André Bamberski, Allias Daniel Auteuil est d'une détermination et d'une ténacité sans limite, ce que le réalisateur arrive à montrer superbement dans la direction de cet acteur.
Une histoire impensable où tout sera déjoué, faille par faille, grâce à un entêtement tenace et malgré la montagne de barrières qui s'élèvera encore et encore !
Et donc certes, malgré une réalisation scolaire, mais très efficace, Vincent Garenq arrive à tout mettre en place pour rendre édifiante cette histoire, tout comme il réussit à donner une vraie personnalité à chaque être, comme cette mère obstinément dans le déni jusqu'à une extrémité qu'elle ne pourra plus nier !

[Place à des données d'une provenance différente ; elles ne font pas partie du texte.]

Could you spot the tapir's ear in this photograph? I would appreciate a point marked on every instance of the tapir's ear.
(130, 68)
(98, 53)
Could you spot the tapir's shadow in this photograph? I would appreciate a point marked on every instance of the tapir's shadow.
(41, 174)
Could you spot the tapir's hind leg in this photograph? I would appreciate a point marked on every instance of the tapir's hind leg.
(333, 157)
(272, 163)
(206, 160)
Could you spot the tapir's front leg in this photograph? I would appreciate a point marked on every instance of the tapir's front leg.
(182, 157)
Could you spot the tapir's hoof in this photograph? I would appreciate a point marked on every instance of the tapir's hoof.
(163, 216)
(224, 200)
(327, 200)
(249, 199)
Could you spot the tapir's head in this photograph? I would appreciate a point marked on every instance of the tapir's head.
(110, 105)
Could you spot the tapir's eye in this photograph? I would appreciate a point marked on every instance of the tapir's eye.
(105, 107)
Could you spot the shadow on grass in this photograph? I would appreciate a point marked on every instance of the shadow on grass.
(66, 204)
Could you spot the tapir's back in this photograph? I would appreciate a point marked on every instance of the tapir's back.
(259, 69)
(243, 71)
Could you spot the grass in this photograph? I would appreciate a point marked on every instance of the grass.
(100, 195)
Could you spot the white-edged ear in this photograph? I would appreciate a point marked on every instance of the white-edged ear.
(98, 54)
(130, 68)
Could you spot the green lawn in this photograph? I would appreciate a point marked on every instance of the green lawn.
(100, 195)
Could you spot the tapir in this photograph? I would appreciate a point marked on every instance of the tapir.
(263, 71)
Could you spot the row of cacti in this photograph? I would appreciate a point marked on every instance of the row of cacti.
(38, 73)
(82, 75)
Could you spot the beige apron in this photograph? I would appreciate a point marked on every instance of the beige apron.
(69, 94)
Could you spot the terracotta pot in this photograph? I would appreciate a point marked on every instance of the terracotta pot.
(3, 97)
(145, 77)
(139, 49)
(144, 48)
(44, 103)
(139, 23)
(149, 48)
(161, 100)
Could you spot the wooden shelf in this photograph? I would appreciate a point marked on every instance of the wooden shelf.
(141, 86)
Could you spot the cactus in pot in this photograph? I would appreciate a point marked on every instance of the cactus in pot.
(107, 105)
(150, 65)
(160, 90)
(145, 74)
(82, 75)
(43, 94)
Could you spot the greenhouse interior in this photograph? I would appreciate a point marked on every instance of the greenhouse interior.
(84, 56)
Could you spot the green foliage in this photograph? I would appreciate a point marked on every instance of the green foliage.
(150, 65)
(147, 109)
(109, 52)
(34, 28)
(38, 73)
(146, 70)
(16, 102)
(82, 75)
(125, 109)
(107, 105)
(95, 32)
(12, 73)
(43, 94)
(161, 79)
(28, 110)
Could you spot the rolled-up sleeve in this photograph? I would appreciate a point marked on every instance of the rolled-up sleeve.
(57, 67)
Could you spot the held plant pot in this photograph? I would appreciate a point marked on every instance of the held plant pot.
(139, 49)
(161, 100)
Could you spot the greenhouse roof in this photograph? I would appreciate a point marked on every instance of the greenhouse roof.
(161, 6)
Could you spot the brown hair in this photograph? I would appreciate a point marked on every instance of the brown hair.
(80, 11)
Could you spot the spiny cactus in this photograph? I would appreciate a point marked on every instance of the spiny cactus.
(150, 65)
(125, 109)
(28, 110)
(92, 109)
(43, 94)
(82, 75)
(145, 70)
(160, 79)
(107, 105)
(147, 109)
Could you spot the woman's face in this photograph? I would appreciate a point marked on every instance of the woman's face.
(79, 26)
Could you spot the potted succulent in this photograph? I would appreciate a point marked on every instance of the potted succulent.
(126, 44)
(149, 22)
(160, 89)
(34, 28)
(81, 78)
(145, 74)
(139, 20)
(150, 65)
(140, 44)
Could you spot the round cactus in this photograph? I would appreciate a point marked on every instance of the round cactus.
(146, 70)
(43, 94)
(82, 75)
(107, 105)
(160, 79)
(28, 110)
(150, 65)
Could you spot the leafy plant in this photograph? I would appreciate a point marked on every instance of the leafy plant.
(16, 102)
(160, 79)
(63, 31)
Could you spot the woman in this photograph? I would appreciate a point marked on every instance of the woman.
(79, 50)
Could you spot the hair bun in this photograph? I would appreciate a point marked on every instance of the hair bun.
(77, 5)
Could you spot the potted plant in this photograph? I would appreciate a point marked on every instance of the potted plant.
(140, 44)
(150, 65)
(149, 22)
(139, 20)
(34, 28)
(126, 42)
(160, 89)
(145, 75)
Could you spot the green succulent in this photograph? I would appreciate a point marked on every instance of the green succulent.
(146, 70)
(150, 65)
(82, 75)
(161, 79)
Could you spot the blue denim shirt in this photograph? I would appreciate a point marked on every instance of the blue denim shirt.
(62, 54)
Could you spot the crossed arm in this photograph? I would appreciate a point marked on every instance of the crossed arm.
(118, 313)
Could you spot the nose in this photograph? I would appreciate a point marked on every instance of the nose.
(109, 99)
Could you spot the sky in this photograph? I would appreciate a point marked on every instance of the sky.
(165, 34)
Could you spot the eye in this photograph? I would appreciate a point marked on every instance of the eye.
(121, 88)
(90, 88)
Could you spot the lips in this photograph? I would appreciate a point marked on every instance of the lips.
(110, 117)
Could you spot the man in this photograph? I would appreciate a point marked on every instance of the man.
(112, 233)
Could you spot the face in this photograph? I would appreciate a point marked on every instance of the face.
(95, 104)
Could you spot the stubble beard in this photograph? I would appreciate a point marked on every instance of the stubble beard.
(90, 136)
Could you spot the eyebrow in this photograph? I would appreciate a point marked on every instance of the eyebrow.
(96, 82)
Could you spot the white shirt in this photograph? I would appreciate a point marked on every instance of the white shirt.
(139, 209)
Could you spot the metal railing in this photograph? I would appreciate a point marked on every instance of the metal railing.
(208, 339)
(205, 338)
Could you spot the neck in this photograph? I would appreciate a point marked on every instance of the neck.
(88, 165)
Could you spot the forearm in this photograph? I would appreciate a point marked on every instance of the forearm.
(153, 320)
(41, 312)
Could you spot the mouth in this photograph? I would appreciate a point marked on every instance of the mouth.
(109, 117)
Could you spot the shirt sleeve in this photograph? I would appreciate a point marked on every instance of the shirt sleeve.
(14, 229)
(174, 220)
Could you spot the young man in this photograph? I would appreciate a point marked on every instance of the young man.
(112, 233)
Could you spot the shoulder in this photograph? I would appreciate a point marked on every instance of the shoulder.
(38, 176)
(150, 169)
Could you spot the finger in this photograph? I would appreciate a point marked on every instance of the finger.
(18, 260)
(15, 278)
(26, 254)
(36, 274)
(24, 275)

Dans ce rôle, Marie-Josée Croze est d'ailleurs étonnante.
Presque 30 ans de lutte jusqu'à y laisser sa propre vie, pour l'amour d'un enfant disparu, pour un pardon de ne pas avoir été assez présent à ses côtés...
Effrayant par bien des aspects, le constat est toujours le même, par ce silence d'autant mieux gardé quand il arrange et réconforte certains, tout comme ces effroyables affaires de pédophilie (Spotlight), dont on laisse la vérité bien enfouie pour ne pas faire de vagues et éclabousser les institutions...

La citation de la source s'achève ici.